Everything came apart and went back together fine, but it was disappointing given the obvious quality of the rest of the post.
Tell Me I'm Wrong
Ages ago when I worked in a warehouse we used to listen to sports talk radio all day every day. The only segment I regularly enjoyed was called 'Tell Me I'm Wrong' where the pundits would make bold claims and then be held to account for past claims they'd made.
This is my 'Tell Me I'm Wrong' moment as I point out a potential concern that I'll be monitoring through my test period. I'll go on record as guessing this becomes an issue and that e-thirteen resolves it with future generations of the post. If I don't have any issues over the test period I'll eat those words.
The TRS+'s coil spring top loads with the alloy bolt that holds it in place sitting under the saddle clamps. The 10mm hex key bolt that locks that spring in place also holds the non-bonded post head in position.
Side-to-side play is resisted by a brass block that slides into position between the alloy head and thin alloy shaft.

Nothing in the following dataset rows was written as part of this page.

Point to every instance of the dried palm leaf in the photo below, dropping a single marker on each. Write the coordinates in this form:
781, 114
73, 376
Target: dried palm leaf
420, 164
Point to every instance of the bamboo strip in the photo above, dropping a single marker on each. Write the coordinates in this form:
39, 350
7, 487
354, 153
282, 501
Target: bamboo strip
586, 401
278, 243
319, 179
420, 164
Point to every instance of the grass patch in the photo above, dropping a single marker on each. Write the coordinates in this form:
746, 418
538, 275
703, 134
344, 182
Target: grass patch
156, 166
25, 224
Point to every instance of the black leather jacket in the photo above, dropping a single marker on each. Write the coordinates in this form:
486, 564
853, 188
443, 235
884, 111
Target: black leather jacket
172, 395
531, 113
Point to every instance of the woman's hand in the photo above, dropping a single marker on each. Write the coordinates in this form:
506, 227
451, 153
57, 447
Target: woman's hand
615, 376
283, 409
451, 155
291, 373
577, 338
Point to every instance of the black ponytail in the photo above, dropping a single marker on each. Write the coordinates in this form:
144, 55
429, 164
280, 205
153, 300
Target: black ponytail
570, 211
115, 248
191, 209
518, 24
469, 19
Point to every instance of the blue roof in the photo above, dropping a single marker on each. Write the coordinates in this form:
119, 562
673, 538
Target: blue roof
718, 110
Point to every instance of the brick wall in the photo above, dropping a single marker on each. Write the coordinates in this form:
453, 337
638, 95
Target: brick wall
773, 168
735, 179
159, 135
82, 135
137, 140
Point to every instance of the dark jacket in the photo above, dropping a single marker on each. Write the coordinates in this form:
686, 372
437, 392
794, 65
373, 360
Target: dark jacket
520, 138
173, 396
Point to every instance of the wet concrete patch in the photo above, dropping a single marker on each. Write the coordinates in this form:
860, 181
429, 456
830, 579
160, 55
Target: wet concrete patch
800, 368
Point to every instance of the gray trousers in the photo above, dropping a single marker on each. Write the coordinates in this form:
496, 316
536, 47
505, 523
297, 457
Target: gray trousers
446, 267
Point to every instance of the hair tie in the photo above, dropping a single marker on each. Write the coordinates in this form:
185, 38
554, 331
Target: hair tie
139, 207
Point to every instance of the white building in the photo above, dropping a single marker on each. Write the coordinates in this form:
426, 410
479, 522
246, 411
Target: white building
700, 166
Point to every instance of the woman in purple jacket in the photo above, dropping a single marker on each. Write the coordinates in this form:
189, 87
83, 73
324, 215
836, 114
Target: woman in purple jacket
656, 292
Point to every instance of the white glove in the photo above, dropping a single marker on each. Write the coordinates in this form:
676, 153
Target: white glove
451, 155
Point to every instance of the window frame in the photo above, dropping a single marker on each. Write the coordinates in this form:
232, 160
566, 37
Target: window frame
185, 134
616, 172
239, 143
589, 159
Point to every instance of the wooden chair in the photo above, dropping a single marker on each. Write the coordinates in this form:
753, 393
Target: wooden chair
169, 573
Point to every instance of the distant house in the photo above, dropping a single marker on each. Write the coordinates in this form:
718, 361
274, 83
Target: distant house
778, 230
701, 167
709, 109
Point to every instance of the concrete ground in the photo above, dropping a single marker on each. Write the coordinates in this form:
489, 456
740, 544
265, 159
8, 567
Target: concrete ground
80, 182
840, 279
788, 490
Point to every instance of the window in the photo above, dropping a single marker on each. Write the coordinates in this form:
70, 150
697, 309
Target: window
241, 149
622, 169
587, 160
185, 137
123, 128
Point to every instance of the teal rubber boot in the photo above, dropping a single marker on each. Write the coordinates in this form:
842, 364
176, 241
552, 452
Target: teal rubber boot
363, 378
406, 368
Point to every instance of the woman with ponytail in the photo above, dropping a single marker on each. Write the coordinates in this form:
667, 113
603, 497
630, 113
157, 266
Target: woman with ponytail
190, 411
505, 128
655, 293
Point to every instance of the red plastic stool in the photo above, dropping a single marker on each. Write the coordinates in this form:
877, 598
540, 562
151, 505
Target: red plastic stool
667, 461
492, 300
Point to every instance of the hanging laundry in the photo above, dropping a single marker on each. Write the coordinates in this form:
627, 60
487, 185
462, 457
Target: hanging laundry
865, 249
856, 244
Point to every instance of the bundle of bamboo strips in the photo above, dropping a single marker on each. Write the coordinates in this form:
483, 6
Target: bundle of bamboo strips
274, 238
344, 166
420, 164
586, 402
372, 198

The twisting loads on a saddle are actually quite high - especially when descending - and my prediction is that the thin alloy shaft and brass block will wear, resulting in play.
Since the spring could easily be removed without the head unit coming off I don't comprehend why the head unit isn't more permanently mounted in place.
Small Parts & Action
With my criticisms on the table, there's a lot to be impressed with:
- Easy to replace brass keyways and plastic bushings.
- A faultless coil spring system.
- The spring loaded ball bearing system holds the post in any of its four positions - 150mm / 110mm / 80mm / 0mm
- And the action is super fast and precise.
I've recently gotten quite used to infinite dropper positions, however, the positions on the TRS+ are easy to find and usable. If I was designing the post, I'd set it up with something like full length, 25mm drop, 125mm drop, and 150mm drop.
Based on my experiences with other mechanical dropper post interfaces - Gravity Dropper, Fox DOSS, and Command Post - I will certainly be taking the e*thirteen TRS+ apart again as part of the test to check for wear. It is impressive how easy all of these wear parts, including the bushings, will be to replace when the time comes.
I'm very favourable towards the coil spring system, even if it is a bit loud, and I love being able to fully service parts on my bike.
Up & Down
When I first opened the TRS+ I had to go check the microwave at Bean Around the World to see if someone from the Hive had been spying on my ride group. The awesome remote, coil spring, smooth action, and full user serviceability are things they could have easily overheard my friends talking about.
I've pointed out some negatives on e*thirteen's first attempt at a dropper post but by and large I'm really excited to be testing this post as it's the closest thing to my ideal that I've seen on the market.